My son and I take an evening hike. Bird calls, and all around us, a lush green that seemed impossible just months ago. We keep our eyes open for garter snakes, each of us keen to see who’ll win our bet to catch the season’s first toad. Sunshine slivers fall upon the ferns and mayapples.
The trail empties into a hilltop clearing. Smaller trees line the worn path. The trees here are well cared for, mulch around their bases. In the mulch, freshly planted annuals and plaques bearing the names of loved ones lost. We keep our gaze down. Hundreds of anthills wait in the ragged grass. My son stoops. I sit nearby. The ants are small, barely larger than a match head. They march and search, blind, driven by instinct and scent. I think of what lays beneath, the connecting tunnels, the hidden colonies.
My son holds a twig near a mound’s opening. My back nags until I reposition myself. The gift of the physical is waning. Despite my attempts to stem the tide, my body will continue its slow fade. Someday I’ll be forced to have a serious talk with my doctor. Someday I will look upon my microwave and be powerless to halt the terrifying free fall I alone will feel.

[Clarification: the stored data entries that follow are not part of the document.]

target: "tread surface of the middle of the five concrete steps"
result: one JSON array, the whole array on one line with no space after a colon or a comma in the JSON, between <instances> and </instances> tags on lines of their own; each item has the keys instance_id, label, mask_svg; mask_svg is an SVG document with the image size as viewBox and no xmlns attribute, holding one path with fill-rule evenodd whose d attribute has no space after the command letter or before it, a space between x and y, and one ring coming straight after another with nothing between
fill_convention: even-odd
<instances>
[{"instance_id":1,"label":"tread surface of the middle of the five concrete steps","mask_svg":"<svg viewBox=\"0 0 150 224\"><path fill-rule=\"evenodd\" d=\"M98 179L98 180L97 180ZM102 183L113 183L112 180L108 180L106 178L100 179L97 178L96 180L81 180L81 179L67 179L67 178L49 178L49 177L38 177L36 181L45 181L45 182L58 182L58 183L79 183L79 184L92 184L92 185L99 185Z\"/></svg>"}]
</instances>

My son lifts the twig. His smile blurs as my eyes adjust. An ant clings to the twig. Here waits still another snapshot, a vision brimming with wonder. Here waits a richness beyond the physical. I have twenty, maybe thirty years, and what more could I ask for than to see with eyes that have survived long enough to appreciate this landscape of fragility and strength, this world where even the melancholy carries a hint of beauty. Here is an offering that tempers the sting of the body’s decline.
“Open your hand,” my boy says.
He rests the twig upon my palm. We draw near. Together, we wait for the ant to cross from his world to ours.